Ingredient and ratio table
| Ingredient | Amount | Note |
|---|---|---|
| Espresso | 2 shots (~2 oz / 60 ml) | Or strong moka pot / AeroPress / instant espresso; 3 shots for bolder. |
| Syrup | 1-2 pumps or tsp | Classic, vanilla, or brown sugar. Adjust to taste. |
| Ice (to shake) | ~1 cup | Chills and aerates; more ice = colder, frothier. |
| Ice (to serve) | Fill the glass | Fresh ice keeps the drink cold longer. |
| Cold milk | 2-4 tbsp (30-60 ml) | Added last; dairy or plant-based. Just a splash. |
Variations
Brown sugar shaken espresso
Swap the classic syrup for brown sugar syrup, add a pinch of cinnamon to the shaker, and finish with oat milk for a caramel-toned, lightly spiced version. This is the most popular flavour, so it gets its own full walkthrough, ratios and all, in our brown sugar shaken espresso recipe.
Vanilla or classic
For a clean, coffee-forward cup, use plain classic syrup, or leave it unsweetened and let the espresso speak. A pump of vanilla syrup makes it smoother and rounder without turning it into a dessert. Either way, keep the milk to a splash so it stays a shaken espresso rather than an iced latte.
Bolder or milkier
Add a third shot for more punch and caffeine, or pour in extra milk if you want something closer to a latte. Pushing the milk higher moves you toward a different drink entirely; if that is what you are after, the milk-forward build is worth a look.
Tips and troubleshooting
- Shake, never stir. Stirring cools the coffee but leaves it flat. Only vigorous shaking creates the microfoam that defines this shaken espresso recipe.
- Use fresh, warm shots. Espresso that has sat for a few minutes goes stale and will not froth as well. Shake it while it is still warm from the machine.
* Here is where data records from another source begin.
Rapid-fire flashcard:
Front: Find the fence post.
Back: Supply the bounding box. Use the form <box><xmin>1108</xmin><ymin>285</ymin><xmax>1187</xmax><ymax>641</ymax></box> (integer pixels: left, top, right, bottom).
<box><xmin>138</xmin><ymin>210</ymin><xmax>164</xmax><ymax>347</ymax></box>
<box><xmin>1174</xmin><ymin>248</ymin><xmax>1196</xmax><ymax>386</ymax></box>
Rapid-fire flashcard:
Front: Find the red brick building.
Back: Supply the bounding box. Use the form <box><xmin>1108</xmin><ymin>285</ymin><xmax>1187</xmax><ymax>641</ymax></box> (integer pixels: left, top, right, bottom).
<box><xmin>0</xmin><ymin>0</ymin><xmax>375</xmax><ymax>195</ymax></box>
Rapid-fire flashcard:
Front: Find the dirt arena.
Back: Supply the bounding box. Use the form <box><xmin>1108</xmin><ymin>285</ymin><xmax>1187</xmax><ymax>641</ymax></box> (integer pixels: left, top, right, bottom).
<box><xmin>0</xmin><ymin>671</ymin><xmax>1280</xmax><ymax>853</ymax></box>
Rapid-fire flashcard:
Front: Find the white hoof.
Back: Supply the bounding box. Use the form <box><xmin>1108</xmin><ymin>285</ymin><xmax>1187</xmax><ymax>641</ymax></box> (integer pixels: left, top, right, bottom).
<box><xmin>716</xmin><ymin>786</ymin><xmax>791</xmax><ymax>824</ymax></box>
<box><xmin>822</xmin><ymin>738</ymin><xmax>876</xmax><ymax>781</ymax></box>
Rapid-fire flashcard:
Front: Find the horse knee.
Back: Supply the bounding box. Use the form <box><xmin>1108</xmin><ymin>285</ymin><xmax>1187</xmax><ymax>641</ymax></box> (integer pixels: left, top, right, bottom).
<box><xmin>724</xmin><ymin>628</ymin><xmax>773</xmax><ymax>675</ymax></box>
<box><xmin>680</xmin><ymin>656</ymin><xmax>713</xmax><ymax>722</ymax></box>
- Do not over-sweeten. Start with one pump of syrup and taste. The style is meant to be lightly sweet, letting the coffee lead.
- Mind the sugar. Flavoured syrups and drizzles add up quickly. Keep it light if you are watching added sugar; the espresso already carries the drink.
- Seal it tight. A loose lid means a coffee-splattered kitchen. Test the seal before you shake hard.
Iced shaken espresso vs a plain iced coffee
The shaken method gives you texture and a quick chill without the long wait of cold brew or the dilution of shots poured straight over ice. If you would rather brew a big batch the easy way, our guide to how to make iced coffee covers the simpler pour-over-ice and cold approaches. But when you want that frothy, cafe-style finish in five minutes, the shaker wins. Grab your jar, pull a couple of shots, and shake your way to a cold, bright cup any time the afternoon slumps.